The CNAG-CRG researchers have teamed up with Núria López-Bigas at the IRB Barcelona and David Torrens at the Barcelona Supercomputing Centre for the Bioinformatics developments in MedPerCan – a pilot project for personalised medicine in Cancer in Catalonia.
Run across three major hospitals in Barcelona, the project is using an adapted version of the underlying RD-Connect technology to set up a workflow for diagnosing and treating cancer patients in a more personalised way, cataloguing the underlying gene faults that are driving the disease and identifying potentially useful therapies.
All the DNA sequencing for URD-Cat, MedPerCan and the Navarra 1,000 Genomes project is being done at CNAG-CRG, highlighting the vital importance of the centre in supporting precision medicine within Spain.
Not only could this new platform help to diagnose rare diseases and treat cancer more effectively, it also looks at genetic variations that affect how people respond to and break down certain drugs (known as pharmacogenomics). And it can also provide information about the broader pattern of genetic changes that are present within an individual’s genome, which could be relevant when planning a family.
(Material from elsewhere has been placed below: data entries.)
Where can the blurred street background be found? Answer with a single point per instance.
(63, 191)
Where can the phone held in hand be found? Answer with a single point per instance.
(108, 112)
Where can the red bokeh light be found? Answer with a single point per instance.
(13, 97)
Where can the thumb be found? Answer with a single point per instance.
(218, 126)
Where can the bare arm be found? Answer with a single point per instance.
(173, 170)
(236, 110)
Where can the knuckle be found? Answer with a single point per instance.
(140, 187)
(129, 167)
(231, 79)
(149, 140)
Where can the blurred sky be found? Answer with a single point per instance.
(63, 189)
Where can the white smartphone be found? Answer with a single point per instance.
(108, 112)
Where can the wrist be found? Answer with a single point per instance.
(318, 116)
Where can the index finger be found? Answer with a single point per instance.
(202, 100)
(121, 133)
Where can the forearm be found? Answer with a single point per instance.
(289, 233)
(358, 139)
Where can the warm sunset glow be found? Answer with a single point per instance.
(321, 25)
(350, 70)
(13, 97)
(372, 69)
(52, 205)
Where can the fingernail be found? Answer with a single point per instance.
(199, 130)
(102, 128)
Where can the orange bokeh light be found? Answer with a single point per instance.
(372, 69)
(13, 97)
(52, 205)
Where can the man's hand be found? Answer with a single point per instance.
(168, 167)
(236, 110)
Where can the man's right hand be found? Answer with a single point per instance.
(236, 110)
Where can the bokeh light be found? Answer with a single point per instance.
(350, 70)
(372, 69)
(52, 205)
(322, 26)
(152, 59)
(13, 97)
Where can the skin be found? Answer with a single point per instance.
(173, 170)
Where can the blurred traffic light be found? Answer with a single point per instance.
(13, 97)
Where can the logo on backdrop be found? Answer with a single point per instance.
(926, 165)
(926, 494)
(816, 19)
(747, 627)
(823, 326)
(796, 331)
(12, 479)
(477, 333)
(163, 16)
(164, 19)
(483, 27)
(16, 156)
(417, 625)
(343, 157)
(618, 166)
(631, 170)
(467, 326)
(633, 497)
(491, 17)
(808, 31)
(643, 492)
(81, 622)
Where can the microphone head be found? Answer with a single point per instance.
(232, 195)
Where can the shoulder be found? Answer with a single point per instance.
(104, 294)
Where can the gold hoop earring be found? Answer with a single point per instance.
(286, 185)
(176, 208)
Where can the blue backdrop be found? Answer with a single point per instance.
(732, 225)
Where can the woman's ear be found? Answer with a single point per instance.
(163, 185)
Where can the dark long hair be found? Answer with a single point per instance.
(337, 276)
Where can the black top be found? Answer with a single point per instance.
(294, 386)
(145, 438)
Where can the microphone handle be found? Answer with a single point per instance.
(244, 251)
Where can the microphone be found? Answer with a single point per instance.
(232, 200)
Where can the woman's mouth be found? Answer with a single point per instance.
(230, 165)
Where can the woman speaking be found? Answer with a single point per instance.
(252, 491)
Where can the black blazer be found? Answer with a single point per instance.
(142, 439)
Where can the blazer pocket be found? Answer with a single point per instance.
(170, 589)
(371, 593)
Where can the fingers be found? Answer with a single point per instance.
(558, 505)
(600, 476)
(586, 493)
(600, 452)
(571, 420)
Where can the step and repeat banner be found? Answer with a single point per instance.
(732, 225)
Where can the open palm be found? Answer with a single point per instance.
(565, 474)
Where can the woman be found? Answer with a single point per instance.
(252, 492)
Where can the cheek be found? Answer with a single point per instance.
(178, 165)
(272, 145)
“What is medicine for one person is poison for another, so what makes the difference?” Gut asks. “Is it genetics? Psychology? Food and lifestyle? Exercise? Sleep? Systems that can correlate all of this information and crunch it all together, including data from patients themselves, would really move us forward. That’s the future of where this will go – collecting as much information about an individual’s life and health as possible and figuring out what is best for them and why.”
“The system is all about organising and interrogating data about genes and their effects on health, rather than focusing on any particular disease,” Beltran points out. “We are now adapting the RD-Connect platform for providing insights about the best way to treat someone based on the genetic and molecular makeup of their disease – this is personalised or precision medicine.”
For example, while there may be many patients affected by the same type of cancer, each case is an individual disease with its own biological quirks. Currently, patients are given treatments according to the physical and molecular characteristics of their tumour. But these are still relatively large groups, and some people’s cancers respond well to therapy while others do not.
Understanding the complex interplay between the underlying genetic and molecular characteristics of the disease is likely to point towards therapies that are more likely to be effective – something that the underlying technology of RD-Connect is exactly designed to do. Yet despite the success of their system today, Beltran and Gut were convinced that they were lagging behind the field when they first came up with the idea to build RD-Connect.
“We thought we would be playing catch-up with other platforms that were already being built,” Gut says. “But even now, although lots of people are talking about doing something like this, there is still nothing comparable out there.”
“I’m extremely proud of our team,” add Gut. “It’s been a huge process and a lot of work for our engineers, and I’m also very grateful to the first users who helped us to improve and debug the system. Five years on from having started this project, it has turned out to be exactly the right thing to do and I’m delighted with what we have built.”